# Les Gets DH Worlds: Photos & Results



## gregg (Sep 30, 2000)

(all photos and text thanks to *Zooom Productions* *www.zooom.at*)

*Fabien Barel and Vanessa Quin take first places in the downhill finals.*

DOWNHILL:

Highly praised MTB god Steve Peat(11th) lost victory on a great ride, when he crashed before the goal. Greg Minnaar gets in second and Samuel Hill in third place.

Hitting the Gap Jump:










Bruno Freitas:










The Men?s Finals 
Fabien Barel today became the Men's Downhill World Champion with a time of 2:40.78. Despite a modest qualifying time the frenchman stormed down the 2100m (1.3 Mile) course on race day to take the hot-seat from last year's World Champion Greg Minnaar. Averaging 47.02 Kmh (29.22 Mph) down the course, Barel was determined to improve upon the 3rd place he got at last year's World Championships in Lugano, where he was still recovering from injury.

Greg Minnaar:










The 2003 World Champion, Greg Minnaar (RSA), missed out on the top-spot by only 0.58 of a second (2:41.36) with last year's junior Mens World Champion, Sam Hill (AUS), taking third (2:42.20).

Peaty Crashes!:










The most exciting run of the day went to Steve Peat (GBR). The 2004 European and World Cup Champion missed out on adding the World Championship to his list of titles this year. Fastest in qualifying meant Steve was last man down the mountain. The Orange bikes rider put in a blistering run and was looking unstoppable until a spin-out on the penultimate corner dashed his hopes of the title once again. Despite the crash, he still managed to finish only 4.69 seconds behind the winner.

RESULTS:
1. BAREL, Fabien (FRA)
2. MINNAAR, Greg (RSA)
3. HILL, Samuel (AUS)
4. PANOZZO, Joel (AUS)
5. RENNIE, Nathan (AUS)
6. VAZQUEZ LOPEZ, David (ESP)
7. CAMELLINI, Julien (FRA)
8. GRACIA, Cedric (FRA)
*
*
11. PEAT, Steve (GBR)

Men's Winner: Fabien Barel:


----------



## gregg (Sep 30, 2000)

Women's Race: Photos and Results










Celine Gros:










RESULTS:

1. QUIN, Vanessa (NZL)
2. SUEMASA, Mio (JPN)
3. GROS, Celine (FRA)
4. STREB, Marla (USA)
5. SANER, Marielle (SUI)
6. PRUITT, Kathy (USA)
7. LAWYER, April (USA)
8. SHER, Lisa (USA)

Winner Vanessa Quin:




























Side event: Braun Open Air Movie Nights

The brandnew MTB movie "The Collective" could be seen every night between 8 and 9pm on the Braun Giant Screen staged in the center of the village.

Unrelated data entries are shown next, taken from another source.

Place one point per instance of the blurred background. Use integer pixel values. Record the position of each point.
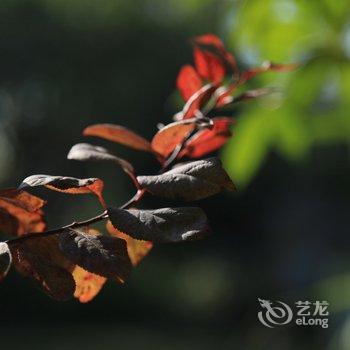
(284, 236)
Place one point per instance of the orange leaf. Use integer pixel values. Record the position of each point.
(208, 140)
(119, 134)
(88, 284)
(66, 184)
(209, 65)
(20, 212)
(137, 250)
(188, 81)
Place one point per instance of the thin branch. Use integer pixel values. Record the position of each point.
(103, 216)
(54, 231)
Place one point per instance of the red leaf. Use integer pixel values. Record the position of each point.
(20, 212)
(224, 95)
(209, 65)
(213, 42)
(66, 184)
(166, 139)
(266, 67)
(208, 140)
(195, 102)
(188, 81)
(119, 134)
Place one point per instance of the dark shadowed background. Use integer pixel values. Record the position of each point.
(284, 236)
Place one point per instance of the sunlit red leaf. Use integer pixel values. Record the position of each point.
(166, 139)
(66, 184)
(208, 140)
(196, 102)
(188, 81)
(119, 134)
(213, 42)
(137, 250)
(266, 67)
(209, 66)
(20, 212)
(5, 260)
(224, 95)
(41, 260)
(88, 284)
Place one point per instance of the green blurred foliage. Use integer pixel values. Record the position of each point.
(313, 107)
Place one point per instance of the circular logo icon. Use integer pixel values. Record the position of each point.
(275, 313)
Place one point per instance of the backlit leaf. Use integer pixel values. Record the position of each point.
(188, 81)
(209, 139)
(88, 284)
(119, 134)
(137, 249)
(166, 139)
(20, 212)
(66, 184)
(41, 260)
(164, 225)
(105, 256)
(191, 181)
(5, 260)
(194, 104)
(87, 152)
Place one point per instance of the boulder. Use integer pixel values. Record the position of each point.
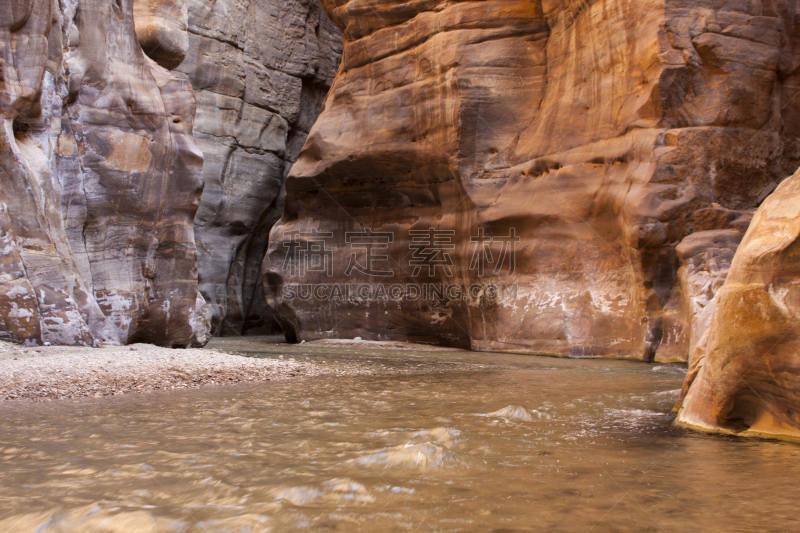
(744, 376)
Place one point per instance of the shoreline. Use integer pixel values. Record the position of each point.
(62, 372)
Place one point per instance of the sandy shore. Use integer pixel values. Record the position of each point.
(53, 372)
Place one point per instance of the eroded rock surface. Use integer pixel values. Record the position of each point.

Literally hundreds of people sat in the street and watched the stylish performance freeride athletes showed in the best locations around the world. Though not only the action was mind blowing, but also the film direction, the soundtrack and especially the tricky camerawork blew peoples mind. The trailer for this movie can also be watched for free on www.freecaster.com/mtb


----------



## Curiouscaptian01 (Jan 19, 2004)

those are some sweet pictures


----------



## matt (Feb 2, 2004)

nice pics and write up


----------



## BJ- (Jan 28, 2004)

gregg said:


> RESULTS:
> 1. BAREL, Fabien (FRA)
> 2. MINNAAR, Greg (RSA)
> 3. HILL, Samuel (USA)
> ...


*COUGH! COUGH! U WISH SAM HILL WAS FROM THE USA! COUGH! COUGH!*

(someone should fix that)


----------



## madmax (Mar 31, 2004)

those pics are sweet.


----------



## dwj (Aug 12, 2004)

pinkbike.com has a link to video clips of a couple dh runs and the mx finals.


----------



## SHIVER ME TIMBERS (Jan 12, 2004)

nice photos Gregg


----------



## gregg (Sep 30, 2000)

Oooppps....thanks for the catch, it's fixed now.

Aussie, Aussie, Aussie....



BJ- said:


> *COUGH! COUGH! U WISH SAM HILL WAS FROM THE USA! COUGH! COUGH!*
> 
> (someone should fix that)


----------



## BJ- (Jan 28, 2004)

gregg said:


> Oooppps....thanks for the catch, it's fixed now.
> 
> Aussie, Aussie, Aussie....


heheh...

Oi, Oi, Oi...


----------



## E30Evolution (Sep 18, 2004)

That picture of Steve Peat crashing is one of the coolest mt. bike pics I have seen that doesn't involve hucking a 35+ foot drop or clearing some huge ass gap..The roost he threw up looks awesome. Great timing!


----------



## gonzostrike (Jan 3, 2004)

E30Evolution said:


> That picture of Steve Peat crashing is one of the coolest mt. bike pics I have seen that doesn't involve hucking a 35+ foot drop or clearing some huge ass gap..The roost he threw up looks awesome. Great timing!


yup, agreed. if you watch the vid on freecaster, you know how fast Peaty was going and how quicly he spun out. to catch that roost is sweet.


----------



## Red Bull (Aug 27, 2004)

that sucks so bad, they made it seem like he had it won, then he fell, damn


----------



## bentimby (Jul 2, 2004)

I'm taking a look at these bikes....would they let you race if you had a bike you made yourself? or is there rules on that?


----------